We are going to test three cases here. For each one we are instantiating the data structure and we are then doing the membership testing.

In the case of the list, as python needs to go through it all, we are going to consider two cases, the best case when the item we are looking for is the first item of the list, and the worst case when the item is not in the list.

Here is the results obtained.

From the experiment we can quickly see that using set in conditions are not a good idea. The list best case is always way better than the set and the worst case is never really far from it.

There would be really little gain, to try to use a set in a condition if you instantiate it only for it.

So when is a set becoming more interesting than a list for membership testing?

As set is slower to generate than a list, then it means that set becomes interesting only when there is several membership test to operate on it.

Let's take a look at the time cost of membership testing for both of them, same methodology than the previous try.

The difference is small but the set membership testing is always faster than the list one. We can see here that the O(1) complexity is achieved. It is the same complexity as testing the first element of the table, therefore they are pretty close. But in the case of worst case where complexity would be O(n) it is striving.
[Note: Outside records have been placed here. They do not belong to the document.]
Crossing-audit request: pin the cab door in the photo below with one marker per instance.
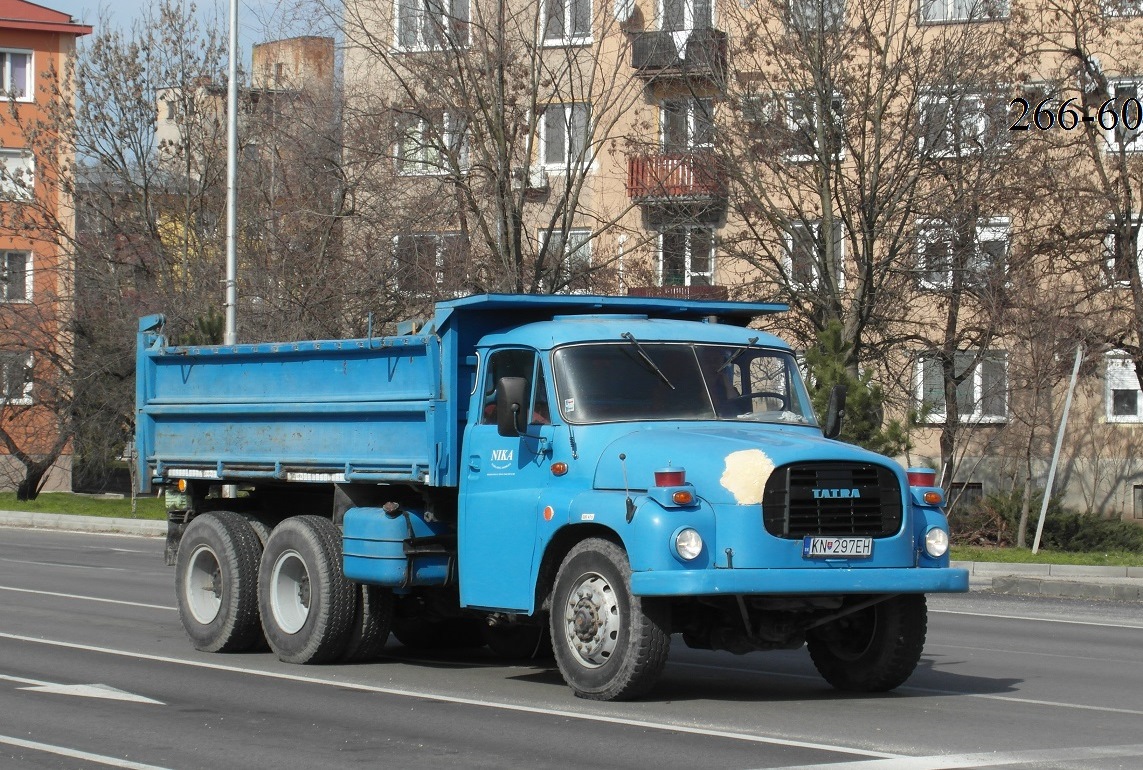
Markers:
(503, 480)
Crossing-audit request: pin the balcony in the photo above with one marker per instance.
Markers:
(696, 55)
(678, 185)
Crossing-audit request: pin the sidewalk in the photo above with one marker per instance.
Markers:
(1058, 580)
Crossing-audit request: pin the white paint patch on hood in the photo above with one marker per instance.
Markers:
(745, 475)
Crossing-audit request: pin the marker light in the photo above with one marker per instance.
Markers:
(936, 542)
(688, 544)
(921, 476)
(682, 497)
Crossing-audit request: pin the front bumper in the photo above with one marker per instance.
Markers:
(824, 580)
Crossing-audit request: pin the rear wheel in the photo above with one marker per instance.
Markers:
(609, 644)
(216, 577)
(874, 649)
(308, 606)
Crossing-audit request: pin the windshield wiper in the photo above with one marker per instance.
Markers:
(735, 355)
(646, 359)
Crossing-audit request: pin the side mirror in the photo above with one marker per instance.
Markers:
(836, 411)
(511, 407)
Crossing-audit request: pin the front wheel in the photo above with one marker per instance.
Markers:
(874, 649)
(608, 644)
(308, 606)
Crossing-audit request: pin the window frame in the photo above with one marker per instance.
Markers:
(569, 159)
(8, 358)
(992, 225)
(932, 416)
(688, 256)
(448, 24)
(569, 8)
(1120, 360)
(6, 72)
(813, 230)
(5, 272)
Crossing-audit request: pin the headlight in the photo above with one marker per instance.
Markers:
(936, 542)
(688, 544)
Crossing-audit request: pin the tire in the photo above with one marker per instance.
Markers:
(373, 619)
(873, 650)
(308, 606)
(216, 578)
(518, 641)
(608, 644)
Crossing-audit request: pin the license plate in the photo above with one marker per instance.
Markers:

So if there is multiple membership testing the set becomes more interesting, the question is how many do you need before it becomes interesting.

It seems there is a correlation where the number of membership testing needed is twice as high as the number of elements, in the list best case. For the worst case, if we take in account the deviation, it seems the set is becoming interesting after the first test.

But sets can be used in a lot of different ways. I am not thinking of comparing their efficiency on their special methods like union, or difference.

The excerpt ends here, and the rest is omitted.